- Official release poster
- Directed by: Bill Posley
- Written by: Jonathan Colomb Bill Posley
- Starring: Teon Kelley; Me'lisa Sellers; Tunde Laleye; Sheaun McKinney; A-F-R-O; Tony Todd;
- Cinematography: Steven Parker
- Music by: Joseph Mohan
- Production company: Zebra Kidd Productions
- Distributed by: Quiver Distribution
- Release dates: March 14, 2022 (SXSW); October 14, 2022 (United States);
- Running time: 83 minutes
- Country: United States
- Language: English

= Bitch Ass =

2022 American film by Bill Posley

Bitch Ass is a 2022 American crime horror film directed by Bill Posley and starring Tony Todd. It is Posley's feature directorial debut.

==Plot==
The film opens with a framing device, where Tony Todd introduces the movie, claiming it to have been previously lost media and praising the titular character's place in Black horror as the first masked black serial killer.

Cecil is a young boy who lives with his abusive, religious grandmother during the 1970s. His sole joys are boardgames and the local beauty Marsia. This leads him to get bullied by some of the other kids, particularly as Spade is dating Marsia. The bullies call him "bitch ass" and eventually Spade goads the others into committing a brutal assault on Cecil that involves slicing off parts of his face.

Approximately 20 years later, Cecil's grandmother has died. Spade, has grown to be a small-time thug with a gang made up of local kids. When he learns of her death he decides to task them with robbing the place, as he believed it to have been empty. Among these kids is Marsia's son Q, who she wants to gain a better life by attending college.

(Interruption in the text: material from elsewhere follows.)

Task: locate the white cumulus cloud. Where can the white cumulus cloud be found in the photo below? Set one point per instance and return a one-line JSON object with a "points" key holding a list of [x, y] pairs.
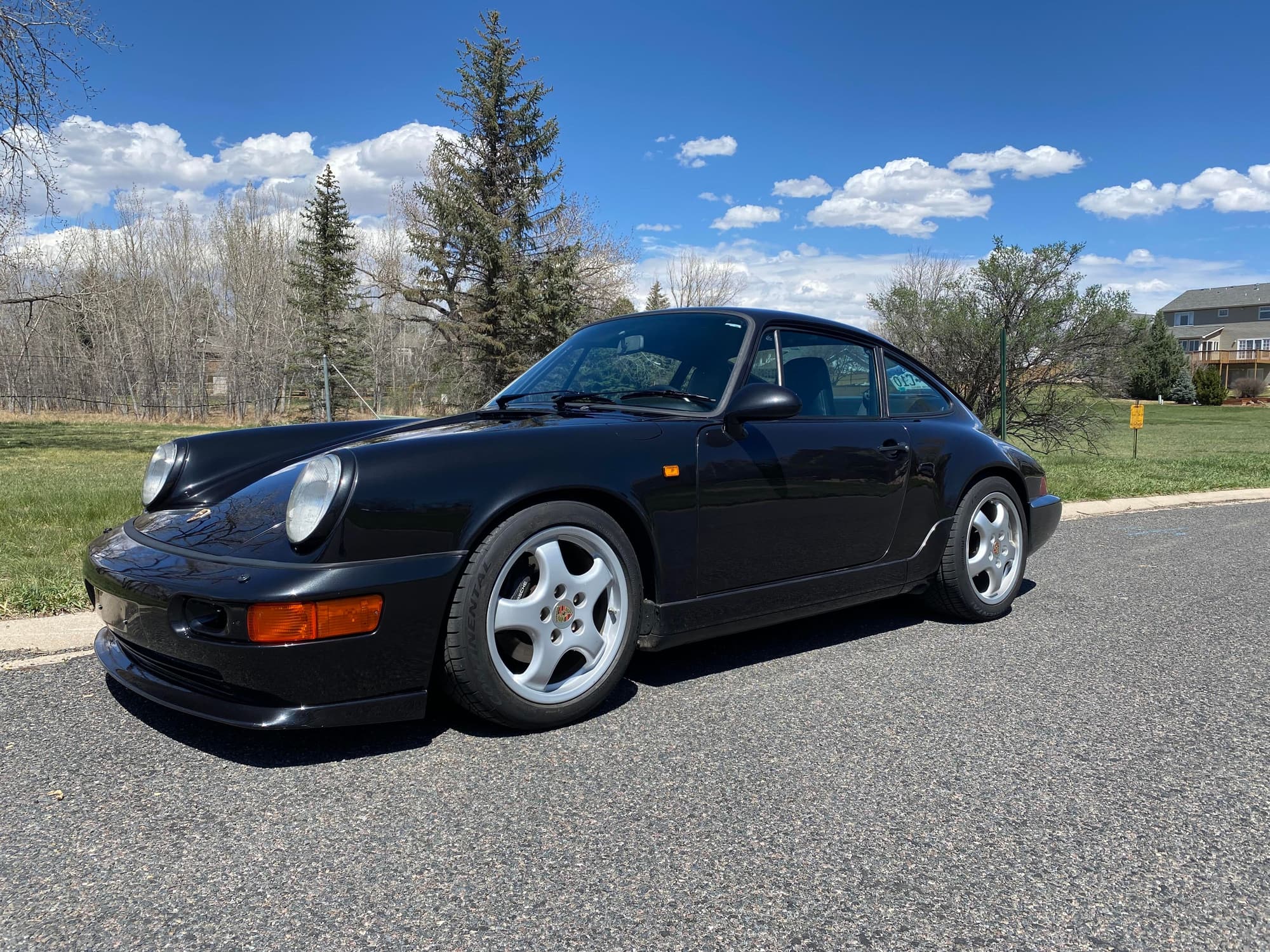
{"points": [[1225, 190], [98, 159], [746, 216], [1036, 163], [904, 196], [694, 152], [811, 187]]}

Shortly after breaking into the house they discover that it has been set up with various tricks and traps that mimic popular board games like Jenga and Operation. They learn that all of these games were set up by "Bitch Ass", who is revealed to be the alter ego of Cecil, whose mind is now broken due to years of abuse. Bitch Ass picks them off one by one, only sparing Q because the boy empathized with him. Marsia and Spade arrive and are also captured. Bitch Ass forces Spade to play him in a deadly game of Battleship, during which Spade experiences genuine remorse for his past actions. Bitch Ass then forces Spade to wear a gas mask filled with poisonous gas.

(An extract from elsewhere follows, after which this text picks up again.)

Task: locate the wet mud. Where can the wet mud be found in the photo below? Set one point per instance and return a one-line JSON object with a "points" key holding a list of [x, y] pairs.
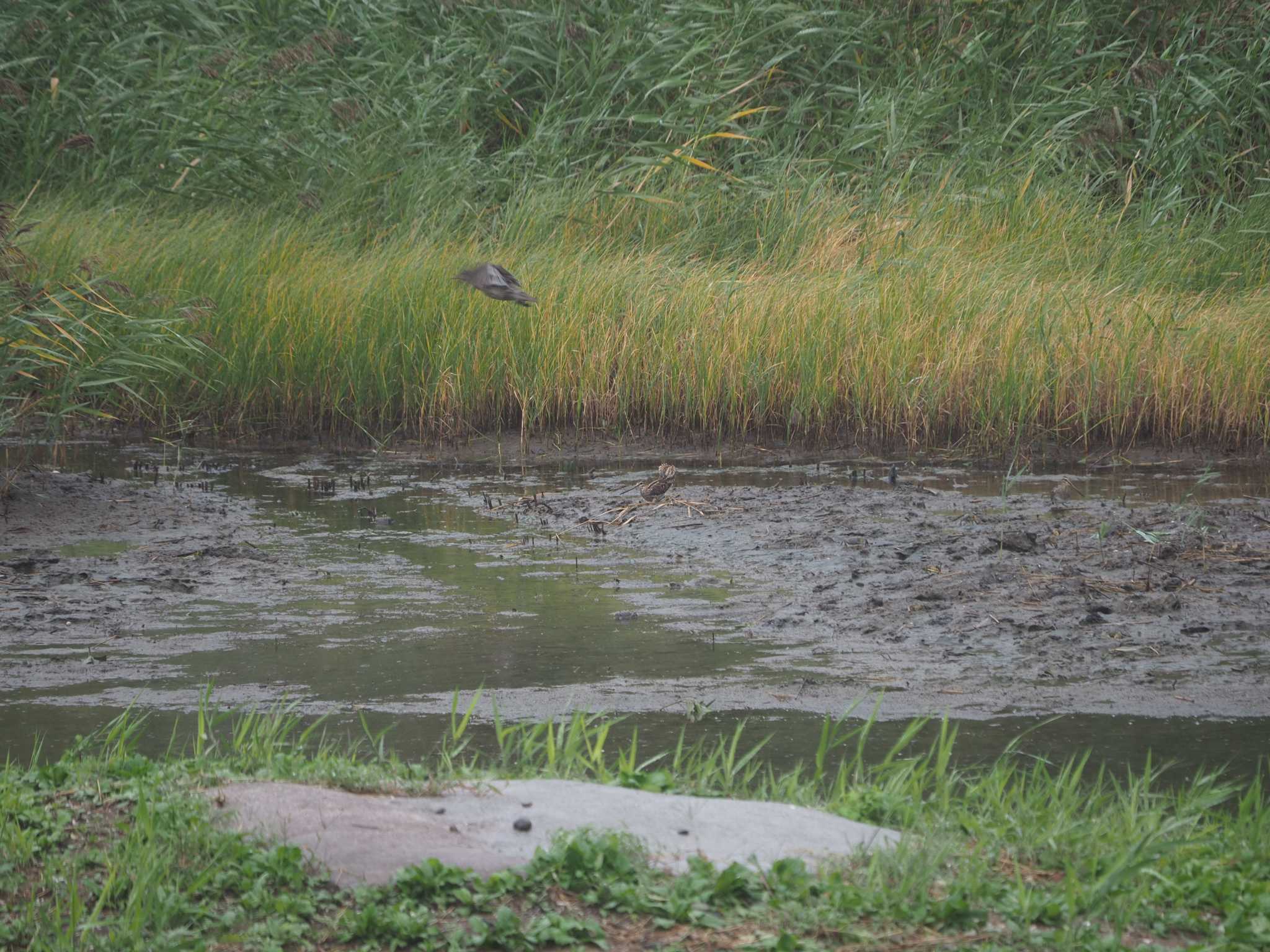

It is revealed that Cecil's grandmother is not dead and has been monitoring Q. Marsia is brought to Q, causing the boy to realize that he must challenge Bitch Ass to another game if he and his mother are to survive. He and the killer play rock, paper, scissors, where each brutalizes their hand if they lose. Eventually this causes Marsia to snap and she attacks the grandmother. This distracts Bitch Ass, allowing Marsia to overpower him and escape with her son. The two return home, believing that they are safe. She soon discovers that this is not the case and that Bitch Ass will come for her, as he had left a Rubik's cube on her desk.

==Cast==
- Teon Kelley as Quentin
- Me'lisa Sellers as Marsia Gatson
- Tunde Laleye as Bitch Ass
- Tony Todd as Titus
- Sheaun McKinney as Spade
- A-F-R-O as Moo
- Kelsey Caesar as Tuck
- Belle Guillory as Cricket
- Jarvis Denman Jr. as Young Cecil
- Tim J. Smith as Bootzs
- Sherri L. Walker-Meriwether as Grandma

==Production==
According to Posley, Clarence Williams III was considered for the role portrayed by Todd.

==Release==
The film premiered on March 14, 2022, at South by Southwest. The film was also shown at the Chattanooga Film Festival in June 2022.

It was announced in June 2022, that Quiver Distribution acquired North American rights to the film, which was released on October 14, 2022.

==Reception==

Carlos Aguilar of IndieWire graded the film a B− and wrote, "Invoking an oft-overlooked canon, actor turned director Bill Posley fabricates a highly entertaining homage to the Black horror of decades past with Bitch Ass..."

Valerie Complex of Deadline Hollywood gave the film a positive review, calling it "a funny, charming piece of B-horror cinema that has what it takes to stand firm among the many B-movie cult classics."

Nick Allen of RogerEbert.com gave the film a negative review and wrote, "There's just not enough imagination or tact to make this all unsettling or fun, even though a serial killer named Bitch Ass is a good hook."

Meagan Navarro of Bloody Disgusting and Mary Beth McAndrews of Dread Central both awarded the film a three out of five score.